Il primo segnale di qualche aggiustamento di tiro è arrivato un paio di settimane fa, con la diffusione dei rumors circa una possibile defenestrazione di Gallera. Poi, qualche giorno fa, in un’intervista sul Corsera, Fontana ha dichiarato “volete un mea culpa? Forse abbiamo trascurato i medici di famiglia”, che contrasta così radicalmente con il tracotante “nei prossimi 5 anni mancheranno 45 mila medici di base, ma chi va più dal medico di base?” dell’allora sottosegretario leghista alla Presidenza del Consiglio dei ministri, Giorgetti. Infine, è arrivato l’annuncio che cadrà la prima testa: il direttore generale dell’assessorato alla Sanità, Luigi Cajazzo, sarà “spostato” e sostituito con Marco Trivelli.

Altri cambiamenti arriveranno in questi mesi e l’occasione sarà la già programmata rivisitazione della cosiddetta riforma Maroni della sanità lombarda, che implicherà probabilmente anche qualche cambio nella struttura dell’attuale assessorato al Welfare. Cioè, sarà un’occasione per “spostare” anche Gallera.

In sintesi, cedere qualcosina sui medici di base, senza mettere in discussione il modello pubblico-privato esistente, e offrire all’opinione pubblica qualche capro espiatorio. In altre parole, cambiare qualcosina per non cambiare nulla.
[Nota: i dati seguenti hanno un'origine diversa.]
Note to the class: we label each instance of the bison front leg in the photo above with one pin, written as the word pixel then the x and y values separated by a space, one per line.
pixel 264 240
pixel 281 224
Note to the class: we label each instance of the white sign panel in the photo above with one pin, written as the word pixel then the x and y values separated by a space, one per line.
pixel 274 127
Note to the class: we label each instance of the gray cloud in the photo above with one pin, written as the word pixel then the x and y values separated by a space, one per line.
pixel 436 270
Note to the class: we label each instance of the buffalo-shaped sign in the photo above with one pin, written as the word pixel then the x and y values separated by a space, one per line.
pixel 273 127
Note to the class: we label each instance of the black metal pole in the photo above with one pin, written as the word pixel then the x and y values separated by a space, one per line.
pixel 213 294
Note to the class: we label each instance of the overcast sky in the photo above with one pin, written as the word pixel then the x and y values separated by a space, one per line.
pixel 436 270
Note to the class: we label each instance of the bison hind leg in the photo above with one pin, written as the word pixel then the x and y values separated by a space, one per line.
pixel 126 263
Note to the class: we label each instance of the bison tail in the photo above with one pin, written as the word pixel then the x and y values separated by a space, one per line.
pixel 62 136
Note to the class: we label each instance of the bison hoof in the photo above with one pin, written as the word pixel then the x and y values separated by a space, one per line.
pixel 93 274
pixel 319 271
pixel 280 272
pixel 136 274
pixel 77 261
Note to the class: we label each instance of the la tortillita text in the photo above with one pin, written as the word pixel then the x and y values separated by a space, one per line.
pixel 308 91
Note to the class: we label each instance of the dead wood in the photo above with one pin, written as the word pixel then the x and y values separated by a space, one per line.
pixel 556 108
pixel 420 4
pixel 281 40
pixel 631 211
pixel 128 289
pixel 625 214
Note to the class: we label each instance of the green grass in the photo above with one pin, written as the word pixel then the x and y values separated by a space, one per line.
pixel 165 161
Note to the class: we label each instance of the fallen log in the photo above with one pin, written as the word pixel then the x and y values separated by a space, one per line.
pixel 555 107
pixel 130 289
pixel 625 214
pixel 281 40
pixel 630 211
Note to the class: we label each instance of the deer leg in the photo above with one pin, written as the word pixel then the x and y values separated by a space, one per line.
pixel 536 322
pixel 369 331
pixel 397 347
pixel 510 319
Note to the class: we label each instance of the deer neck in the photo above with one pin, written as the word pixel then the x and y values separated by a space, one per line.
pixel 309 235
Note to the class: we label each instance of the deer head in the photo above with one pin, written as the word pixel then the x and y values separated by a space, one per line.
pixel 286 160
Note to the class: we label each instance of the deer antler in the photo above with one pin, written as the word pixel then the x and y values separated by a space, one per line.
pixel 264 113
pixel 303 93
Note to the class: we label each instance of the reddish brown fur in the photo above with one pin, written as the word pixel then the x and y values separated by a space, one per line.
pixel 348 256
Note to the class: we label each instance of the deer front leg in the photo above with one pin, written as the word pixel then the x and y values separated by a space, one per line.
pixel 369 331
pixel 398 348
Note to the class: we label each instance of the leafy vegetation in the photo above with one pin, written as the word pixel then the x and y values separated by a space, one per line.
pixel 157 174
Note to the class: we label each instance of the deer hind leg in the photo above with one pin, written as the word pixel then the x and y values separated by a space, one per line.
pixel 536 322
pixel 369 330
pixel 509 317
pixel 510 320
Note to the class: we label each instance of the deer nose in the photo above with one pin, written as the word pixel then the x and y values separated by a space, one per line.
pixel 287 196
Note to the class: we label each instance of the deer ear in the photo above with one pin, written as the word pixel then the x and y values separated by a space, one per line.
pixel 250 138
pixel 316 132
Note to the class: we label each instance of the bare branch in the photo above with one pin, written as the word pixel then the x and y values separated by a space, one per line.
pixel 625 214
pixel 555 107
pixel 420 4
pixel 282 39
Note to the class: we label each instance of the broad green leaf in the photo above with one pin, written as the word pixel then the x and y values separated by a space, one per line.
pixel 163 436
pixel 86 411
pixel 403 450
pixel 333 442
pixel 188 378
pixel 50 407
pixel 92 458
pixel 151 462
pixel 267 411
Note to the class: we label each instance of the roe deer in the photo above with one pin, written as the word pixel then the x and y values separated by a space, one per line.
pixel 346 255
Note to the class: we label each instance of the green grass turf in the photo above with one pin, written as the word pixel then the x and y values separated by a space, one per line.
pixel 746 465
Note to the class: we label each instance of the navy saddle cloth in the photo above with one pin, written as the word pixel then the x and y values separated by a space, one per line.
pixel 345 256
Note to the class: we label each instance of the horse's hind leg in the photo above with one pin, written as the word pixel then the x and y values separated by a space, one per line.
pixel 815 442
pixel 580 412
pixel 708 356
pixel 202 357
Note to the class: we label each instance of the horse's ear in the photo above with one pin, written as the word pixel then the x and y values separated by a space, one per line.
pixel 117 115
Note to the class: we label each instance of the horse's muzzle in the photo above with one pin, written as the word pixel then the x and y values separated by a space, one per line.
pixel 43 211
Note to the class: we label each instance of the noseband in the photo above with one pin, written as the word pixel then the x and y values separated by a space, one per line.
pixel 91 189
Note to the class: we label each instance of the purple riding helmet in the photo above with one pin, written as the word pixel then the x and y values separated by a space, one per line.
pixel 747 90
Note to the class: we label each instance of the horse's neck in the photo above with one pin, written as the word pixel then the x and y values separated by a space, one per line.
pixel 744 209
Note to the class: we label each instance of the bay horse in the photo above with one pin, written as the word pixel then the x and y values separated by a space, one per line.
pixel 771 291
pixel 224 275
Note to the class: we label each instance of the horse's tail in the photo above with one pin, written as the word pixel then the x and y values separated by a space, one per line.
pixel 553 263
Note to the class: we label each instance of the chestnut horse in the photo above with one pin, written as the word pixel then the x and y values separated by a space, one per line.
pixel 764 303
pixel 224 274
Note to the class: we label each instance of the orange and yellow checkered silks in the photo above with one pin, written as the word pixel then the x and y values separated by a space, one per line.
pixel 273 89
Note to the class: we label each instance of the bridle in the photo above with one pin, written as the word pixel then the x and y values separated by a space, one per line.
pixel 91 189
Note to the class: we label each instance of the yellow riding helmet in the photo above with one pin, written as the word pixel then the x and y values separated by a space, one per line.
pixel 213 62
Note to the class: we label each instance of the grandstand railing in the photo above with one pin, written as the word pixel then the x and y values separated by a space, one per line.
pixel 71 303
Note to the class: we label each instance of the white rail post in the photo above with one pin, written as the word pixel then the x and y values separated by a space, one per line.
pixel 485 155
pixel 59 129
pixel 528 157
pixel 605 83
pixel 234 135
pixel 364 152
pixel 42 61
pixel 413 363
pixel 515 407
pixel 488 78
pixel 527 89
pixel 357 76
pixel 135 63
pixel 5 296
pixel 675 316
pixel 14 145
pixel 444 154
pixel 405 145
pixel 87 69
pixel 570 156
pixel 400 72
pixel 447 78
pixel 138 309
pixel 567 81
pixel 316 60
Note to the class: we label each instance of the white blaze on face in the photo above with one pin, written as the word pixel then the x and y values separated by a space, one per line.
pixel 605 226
Per noi, questo significa non cascare nel tranello, non accontentarci di qualche capro espiatorio che viene “spostato”, perché quello che è successo in questi mesi di emergenza sanitaria ha evidenziato, senza possibilità di appello, l’insostenibilità sociale del modello sanitario pubblico-privato e ospedale-centrico esistente e la necessità di investire invece in un sistema pubblico, dove la medicina di prevenzione e di base riacquistino il loro ruolo. Non è solo un problema della Lombardia, ovviamente, ma qui è particolarmente accentuato ed è qui che va preso per il petto.

E poi, francamente, c’è anche una questione di responsabilità politica (quella giudiziaria la lasciamo alla magistratura) e se ci sono stati degli errori e delle decisioni sbagliate, allora non si può dire che è tutta colpa di qualche direttore o di qualche assessore. Siamo in regime presidenzialista, appunto, con tutto quello ne consegue.

Sarà questa la sfida delle prossime settimane e dei prossimi mesi. Quindi, ben vengano le mobilitazioni, non per odio, ma perché serve un cambiamento vero.